California tops the list for the third year in a row in the Humane State Ranking, and is in a category all by itself after lawmakers and the governor worked to enact nearly a dozen new measures. Thanks both to strong citizen support for ballot measures and robust and consistent efforts by the state legislature, California law protects pets from being sold along roadsides, antifreeze poisoning and continuous chaining; prohibits use of steel-jawed leghold traps to take wildlife; bans the shark fin trade, horse slaughter and mountain lion trophy hunting; and protects farm animals from extreme confinement and tail docking.

South Dakota ranks last with a score of eight out of 66. Idaho, North Dakota and South Dakota received especially low marks in part because they are the only three states in the country with no felony penalty for egregious acts of animal cruelty. North Dakota voters also rejected a ballot measure to stop captive hunts for mammals on the November 2010 ballot, keeping the state near the bottom of the state rankings list. Alabama, Hawaii, Idaho, Kentucky, Mississippi, North Dakota, Ohio, South Carolina, South Dakota, Tennessee, Utah and West Virginia are also the 11 states that do not have felony-level penalties for cockfighting. Mississippi did, however, enact felony penalties for certain malicious acts of cruelty.

Several states showed strong upward movement. Ohio moved to 36 from 45 after the Ohio Livestock Care Standards Board adopted standards to phase out veal and gestation crates and tail docking of dairy cows and barred new battery-cage egg facilities and required humane euthanasia of downer cows. The state will be under close scrutiny this year as it considers vital legislation to ban the private ownership of dangerous exotics, to make cockfighting a felony, and to set up humane standards for large-scale commercial dog breeding operations―all elements of an eight-point agreement worked out between The HSUS, the Ohio Farm Bureau Federation and other agricultural commodity groups.

Texas (tied for 25) moved up from 36 the year before, after passing legislation to upgrade its anti-cockfighting law and to pass humane breeding standards for dogs and cats. Hawaii (tied for 38) climbed from 45 because it strengthened its anti-dogfighting law, just a year after it banned the sale and possession of shark fins. Maryland (tied for 15, from 19) worked to improve the state’s puppy mill law. Oregon (tied for second place) surged from 10 a year earlier after another set of solid policy-making advances. Both California and Oregon, along with Washington state (tied for sixth place), enacted legislation to prohibit the sale and possession of shark fins.

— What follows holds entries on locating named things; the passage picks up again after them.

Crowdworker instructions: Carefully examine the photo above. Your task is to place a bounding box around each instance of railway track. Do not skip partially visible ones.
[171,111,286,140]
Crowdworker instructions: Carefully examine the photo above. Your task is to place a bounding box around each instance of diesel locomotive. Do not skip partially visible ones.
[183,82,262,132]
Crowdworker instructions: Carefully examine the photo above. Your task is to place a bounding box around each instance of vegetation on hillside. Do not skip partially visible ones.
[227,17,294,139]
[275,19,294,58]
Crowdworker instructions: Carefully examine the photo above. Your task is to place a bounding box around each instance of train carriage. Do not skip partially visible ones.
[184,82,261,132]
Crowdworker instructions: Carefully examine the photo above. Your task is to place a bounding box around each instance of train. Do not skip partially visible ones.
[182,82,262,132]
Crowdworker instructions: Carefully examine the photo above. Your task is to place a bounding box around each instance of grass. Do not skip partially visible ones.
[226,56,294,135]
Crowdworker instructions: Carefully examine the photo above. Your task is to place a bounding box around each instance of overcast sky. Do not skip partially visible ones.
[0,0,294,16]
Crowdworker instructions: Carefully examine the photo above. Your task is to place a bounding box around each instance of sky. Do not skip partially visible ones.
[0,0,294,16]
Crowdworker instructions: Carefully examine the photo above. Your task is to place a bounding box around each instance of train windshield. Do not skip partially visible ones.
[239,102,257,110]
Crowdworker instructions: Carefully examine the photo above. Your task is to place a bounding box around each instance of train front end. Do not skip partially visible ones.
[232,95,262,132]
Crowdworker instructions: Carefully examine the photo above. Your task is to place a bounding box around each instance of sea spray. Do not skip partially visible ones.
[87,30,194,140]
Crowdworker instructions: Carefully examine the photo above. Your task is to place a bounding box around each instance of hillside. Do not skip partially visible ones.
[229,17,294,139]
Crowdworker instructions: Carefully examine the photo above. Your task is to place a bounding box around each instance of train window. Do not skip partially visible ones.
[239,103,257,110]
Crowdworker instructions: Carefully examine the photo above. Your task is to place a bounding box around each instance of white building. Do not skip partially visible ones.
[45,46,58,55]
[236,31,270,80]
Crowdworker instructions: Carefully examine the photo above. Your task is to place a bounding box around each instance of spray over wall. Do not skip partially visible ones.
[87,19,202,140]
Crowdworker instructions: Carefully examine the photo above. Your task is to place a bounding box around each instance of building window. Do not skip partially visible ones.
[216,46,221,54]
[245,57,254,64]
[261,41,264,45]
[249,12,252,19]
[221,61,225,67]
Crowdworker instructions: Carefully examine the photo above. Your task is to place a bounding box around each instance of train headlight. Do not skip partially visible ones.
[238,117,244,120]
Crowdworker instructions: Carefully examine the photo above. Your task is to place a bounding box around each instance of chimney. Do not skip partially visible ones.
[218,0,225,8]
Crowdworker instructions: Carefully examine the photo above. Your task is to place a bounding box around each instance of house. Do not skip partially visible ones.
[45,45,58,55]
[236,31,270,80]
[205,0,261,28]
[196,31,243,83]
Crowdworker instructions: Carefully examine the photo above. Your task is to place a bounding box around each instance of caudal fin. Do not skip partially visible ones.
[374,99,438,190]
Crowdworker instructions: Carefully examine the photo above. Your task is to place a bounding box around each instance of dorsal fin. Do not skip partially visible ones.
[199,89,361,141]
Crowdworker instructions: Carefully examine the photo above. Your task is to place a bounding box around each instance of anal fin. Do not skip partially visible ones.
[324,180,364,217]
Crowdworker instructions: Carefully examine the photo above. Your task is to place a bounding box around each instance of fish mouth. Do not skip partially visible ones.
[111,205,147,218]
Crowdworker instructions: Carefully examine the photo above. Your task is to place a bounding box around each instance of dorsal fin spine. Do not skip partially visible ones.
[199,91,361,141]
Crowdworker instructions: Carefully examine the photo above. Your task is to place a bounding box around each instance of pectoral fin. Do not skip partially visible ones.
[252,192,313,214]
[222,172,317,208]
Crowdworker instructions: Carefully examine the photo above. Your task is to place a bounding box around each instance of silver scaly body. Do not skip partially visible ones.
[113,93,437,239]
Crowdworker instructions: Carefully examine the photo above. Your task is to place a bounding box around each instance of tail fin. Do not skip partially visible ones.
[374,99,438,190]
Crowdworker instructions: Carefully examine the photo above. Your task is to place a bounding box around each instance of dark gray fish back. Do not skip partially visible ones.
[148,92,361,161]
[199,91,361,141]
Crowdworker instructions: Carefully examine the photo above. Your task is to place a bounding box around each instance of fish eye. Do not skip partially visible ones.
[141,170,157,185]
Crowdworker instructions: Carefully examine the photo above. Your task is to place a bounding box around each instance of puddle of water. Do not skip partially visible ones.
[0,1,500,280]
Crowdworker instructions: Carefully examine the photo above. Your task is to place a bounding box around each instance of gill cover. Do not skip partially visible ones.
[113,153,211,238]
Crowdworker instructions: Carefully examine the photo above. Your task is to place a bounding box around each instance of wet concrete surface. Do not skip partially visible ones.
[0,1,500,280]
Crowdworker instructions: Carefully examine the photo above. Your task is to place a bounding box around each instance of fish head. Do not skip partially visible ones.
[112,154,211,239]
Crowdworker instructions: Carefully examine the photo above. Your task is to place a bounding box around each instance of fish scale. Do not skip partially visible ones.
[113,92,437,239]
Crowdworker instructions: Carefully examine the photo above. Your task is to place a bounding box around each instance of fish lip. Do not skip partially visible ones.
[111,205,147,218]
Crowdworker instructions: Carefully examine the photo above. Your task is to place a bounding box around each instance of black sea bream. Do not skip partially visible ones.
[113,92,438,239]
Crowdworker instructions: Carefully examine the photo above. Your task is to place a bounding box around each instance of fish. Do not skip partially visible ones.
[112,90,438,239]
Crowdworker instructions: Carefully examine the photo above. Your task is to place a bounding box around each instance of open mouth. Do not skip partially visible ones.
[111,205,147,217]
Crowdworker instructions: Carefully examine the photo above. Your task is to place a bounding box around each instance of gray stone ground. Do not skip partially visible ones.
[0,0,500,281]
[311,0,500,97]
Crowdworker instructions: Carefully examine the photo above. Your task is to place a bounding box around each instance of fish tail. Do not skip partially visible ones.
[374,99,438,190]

In 2011, The HSUS helped pass 90 new laws and regulations to protect animals and helped to defeat more than a hundred harmful measures.

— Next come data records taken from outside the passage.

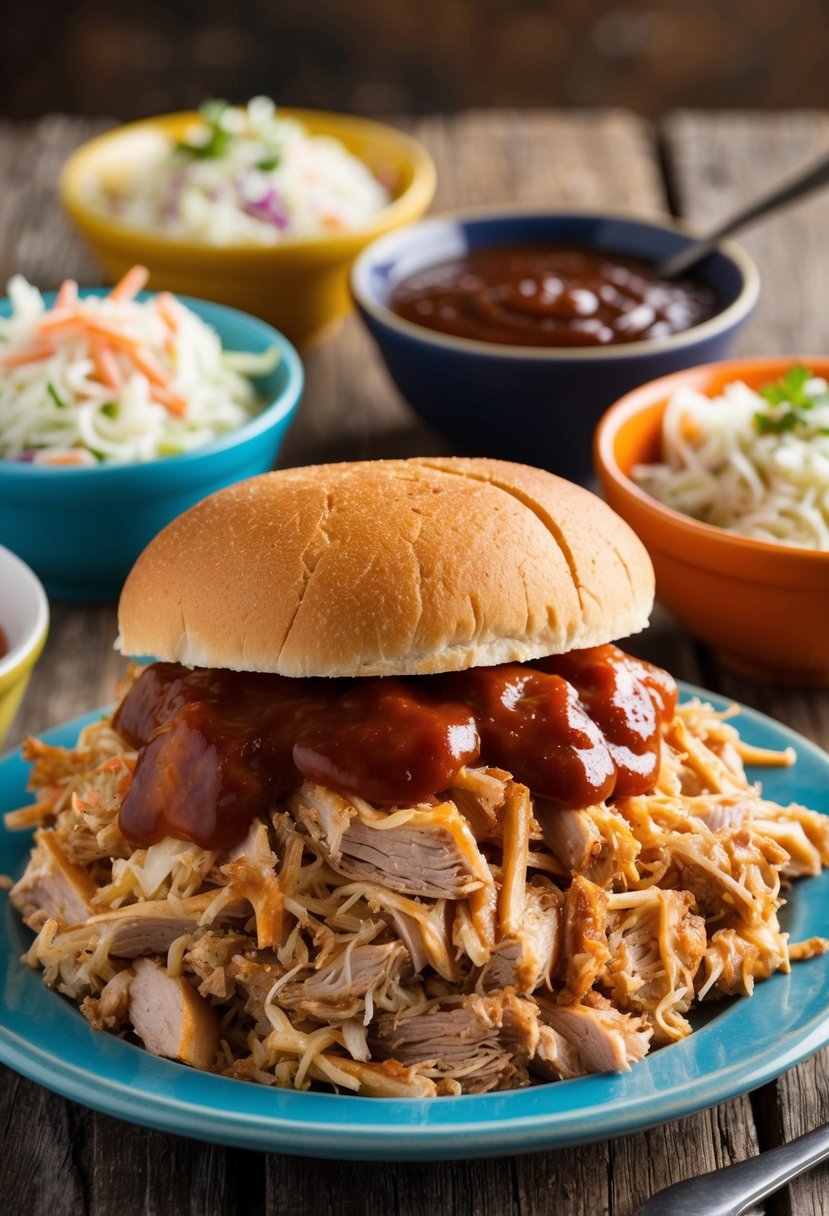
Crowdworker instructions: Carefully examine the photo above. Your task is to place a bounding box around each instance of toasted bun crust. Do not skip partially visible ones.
[117,457,654,676]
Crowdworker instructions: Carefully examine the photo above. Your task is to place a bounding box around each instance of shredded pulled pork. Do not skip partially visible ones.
[6,700,829,1097]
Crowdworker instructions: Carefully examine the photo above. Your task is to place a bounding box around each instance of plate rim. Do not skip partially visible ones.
[0,681,829,1161]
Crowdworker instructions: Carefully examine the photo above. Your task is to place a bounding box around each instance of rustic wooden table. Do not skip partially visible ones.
[0,111,829,1216]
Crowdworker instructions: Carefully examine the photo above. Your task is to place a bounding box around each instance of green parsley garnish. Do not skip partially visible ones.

The ranking was based on 66 different animal protection issues in 10 major animal protection categories including: animal fighting; animal cruelty; puppy mills; use of animals in research; equine protection; wildlife abuse; factory farming; fur and trapping; exotic animals; and companion animal laws. The HSUS ranking provides a different frame of reference than the recent report published by the Animal Legal Defense Fund, which are focused on the broad range of provisions that are included in state and territorial anti-cruelty statutes. Together, both the HSUS and ALDF ratings provide important yet distinct measures of how states are dealing with a broad range of animal welfare problems in society.